Ogni esistenza prende avvio da un pensiero che lungo i nove mesi di gestazione produce immagini, attese, progetti e speranze. Il momento della nascita realizza, per sua parte, il passaggio da quel pensare alla realtà dei fatti, collegando cioè l’immaginato con il realizzato, in una forma di accordo talvolta più aderente, talvolta più distante da quel pensiero, da quell’attesa.

La relazione tra pensato e realizzato dipende in parte dai processi educativi endogeni presenti nell’istituto genitoriale, in parte da fattori esogeni caratteristici delle istituzioni sociali e statali  la cui consistenza varia al variare dell’età e dei contesti esistenziali ad essa collegati. Il rapporto tra i due istituti, quello familiare e quello statale,  non è definibile come rapporto stabile in termini di garanzia di presenza ed equilibrio di rapporto. La loro relazione, infatti, ha caratteristiche di intensità e di durata che variano al variare del tempo di crescita del bambino, di invecchiamento dei genitori, di alternanza di governi, di modifica di leggi, senza dimenticare le valenze dei cambiamenti filosofici e culturali.

Il primo istituto, quello familiare, risulta, alla nascita di un bambino, obbligante e quindi dato per assoluto e scontato al punto che rinunciare ad un figlio genera un clima di sospetto e di accusa che si traduce in un forte senso di colpa e di fallimento nel genitore.

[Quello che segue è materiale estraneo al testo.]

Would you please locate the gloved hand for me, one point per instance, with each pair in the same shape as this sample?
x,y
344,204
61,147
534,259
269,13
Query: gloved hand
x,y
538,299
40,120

Per l’istituto statale, invece, non assolvere ai compiti istituzionali, spesso a carattere assistenziale, non sembra compromettere il proprio mandato etico e istituzionale e comunque non genera mai senso di colpa. Infatti alle eventuali insolvenze, transitorietà o parzialità delle risposte si può trovare giustificazione estrinseca appellandosi a contrazioni economiche, cavilli burocratici, slittamento dei tempi, cambi di orientamento politico.

Se nel primo istituto il soggetto coinvolto è la persona genitore ben definita e ben definibile, nel secondo istituto il soggetto coinvolto sono le funzioni: il medico con i protocolli di intervento, l’assistente sociale con le procedure assistenziali, i riabilitatori con le pratiche di allenamento o compensazione, le commissioni di valutazione. Ciò che deve essere fatto è decisamente più importante del chi lo fa.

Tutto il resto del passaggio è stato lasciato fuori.